Gary Torgow wasn’t a great lawyer, disenchanted with the legal fighting and motion calls.
He said so himself last week during an event held at Huntington Place, the downtown Detroit convention center that now bears the name of the $210 billion bank of which he is chairman of the board.
So, naturally, when Torgow was approached by someone in a neighboring office suite many years ago about the potential for investing in a Detroit real estate deal, he was intrigued.
The problem?
“I didn’t really have any money,” Torgow said during Derek Dickow’s Power Connections commercial real estate event held June 24-25.
Torgow also told the potential business partner many years ago that he didn’t have any experience in the Detroit real estate market.
“’Well, none of us do,’” Torgow recalled the unidentified business partner saying back to him.

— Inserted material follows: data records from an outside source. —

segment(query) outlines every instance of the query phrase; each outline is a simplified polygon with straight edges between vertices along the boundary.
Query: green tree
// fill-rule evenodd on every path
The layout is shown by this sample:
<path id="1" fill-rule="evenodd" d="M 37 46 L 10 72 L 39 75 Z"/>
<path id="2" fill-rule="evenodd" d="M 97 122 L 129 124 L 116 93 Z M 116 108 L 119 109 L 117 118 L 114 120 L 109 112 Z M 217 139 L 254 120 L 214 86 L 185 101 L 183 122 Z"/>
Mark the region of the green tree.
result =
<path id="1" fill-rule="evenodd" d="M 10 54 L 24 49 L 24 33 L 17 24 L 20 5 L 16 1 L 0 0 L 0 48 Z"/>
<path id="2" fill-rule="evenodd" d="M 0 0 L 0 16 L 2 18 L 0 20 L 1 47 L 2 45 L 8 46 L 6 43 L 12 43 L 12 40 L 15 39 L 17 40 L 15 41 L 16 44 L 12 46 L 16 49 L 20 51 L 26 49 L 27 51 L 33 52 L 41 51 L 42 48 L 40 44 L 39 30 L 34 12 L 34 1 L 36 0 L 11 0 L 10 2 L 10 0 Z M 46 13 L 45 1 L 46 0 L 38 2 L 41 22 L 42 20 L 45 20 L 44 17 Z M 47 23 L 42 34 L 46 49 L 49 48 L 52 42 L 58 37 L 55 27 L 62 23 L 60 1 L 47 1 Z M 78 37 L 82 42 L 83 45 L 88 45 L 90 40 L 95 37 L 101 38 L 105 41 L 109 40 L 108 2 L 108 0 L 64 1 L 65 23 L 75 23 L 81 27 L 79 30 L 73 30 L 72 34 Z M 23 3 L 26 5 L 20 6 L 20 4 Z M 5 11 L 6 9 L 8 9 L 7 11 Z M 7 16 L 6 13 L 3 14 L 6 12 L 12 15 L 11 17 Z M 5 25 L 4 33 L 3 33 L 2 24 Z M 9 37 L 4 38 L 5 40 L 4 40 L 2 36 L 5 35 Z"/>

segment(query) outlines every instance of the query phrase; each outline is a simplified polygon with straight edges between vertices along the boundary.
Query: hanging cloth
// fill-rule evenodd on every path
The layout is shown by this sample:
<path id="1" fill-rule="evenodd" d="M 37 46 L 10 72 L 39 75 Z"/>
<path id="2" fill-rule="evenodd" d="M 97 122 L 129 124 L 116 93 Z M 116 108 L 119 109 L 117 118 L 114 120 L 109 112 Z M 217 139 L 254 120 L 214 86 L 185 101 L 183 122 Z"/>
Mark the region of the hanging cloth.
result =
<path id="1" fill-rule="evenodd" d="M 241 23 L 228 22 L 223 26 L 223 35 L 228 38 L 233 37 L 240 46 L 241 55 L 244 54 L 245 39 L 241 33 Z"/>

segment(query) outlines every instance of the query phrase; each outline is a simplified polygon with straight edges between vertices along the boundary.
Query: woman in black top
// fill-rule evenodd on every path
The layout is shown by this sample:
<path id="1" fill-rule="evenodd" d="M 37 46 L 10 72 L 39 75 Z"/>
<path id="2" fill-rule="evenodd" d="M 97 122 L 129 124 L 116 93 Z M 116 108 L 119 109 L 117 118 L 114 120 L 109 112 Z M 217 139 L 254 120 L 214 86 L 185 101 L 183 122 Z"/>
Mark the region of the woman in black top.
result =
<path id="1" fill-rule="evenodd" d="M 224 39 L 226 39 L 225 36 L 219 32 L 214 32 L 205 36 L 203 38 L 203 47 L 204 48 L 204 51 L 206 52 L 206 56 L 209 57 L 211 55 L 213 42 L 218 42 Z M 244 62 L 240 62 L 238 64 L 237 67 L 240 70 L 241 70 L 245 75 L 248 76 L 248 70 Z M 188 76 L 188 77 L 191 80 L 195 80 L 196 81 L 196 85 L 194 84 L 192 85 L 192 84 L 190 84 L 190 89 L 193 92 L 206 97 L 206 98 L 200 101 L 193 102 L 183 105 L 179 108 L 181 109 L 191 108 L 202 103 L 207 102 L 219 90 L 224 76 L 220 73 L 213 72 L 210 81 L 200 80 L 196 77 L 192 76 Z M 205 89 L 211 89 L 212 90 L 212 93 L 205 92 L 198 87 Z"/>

In the end, Torgow and several investors cobbled together the 10% down payment needed to purchase a 109-unit vacant apartment building in Detroit’s Brush Park neighborhood, many years before the wave of new development and redevelopment hit the now-chic enclave north of downtown.
Scraping together the cash may have been a challenge, but apparently, there wasn’t much competition for the building. When Torgow was told he and his investment team were successful with their offer, he asked how many others they beat out.
“’None,’” he recalled being told.
Thus began Torgow’s commercial real estate career, which was solidified when he started Detroit-based The Sterling Group in 1988.
The company, now run by his adult children, has emerged as a force in the Detroit real estate scene since then, particularly during the last seven or eight years.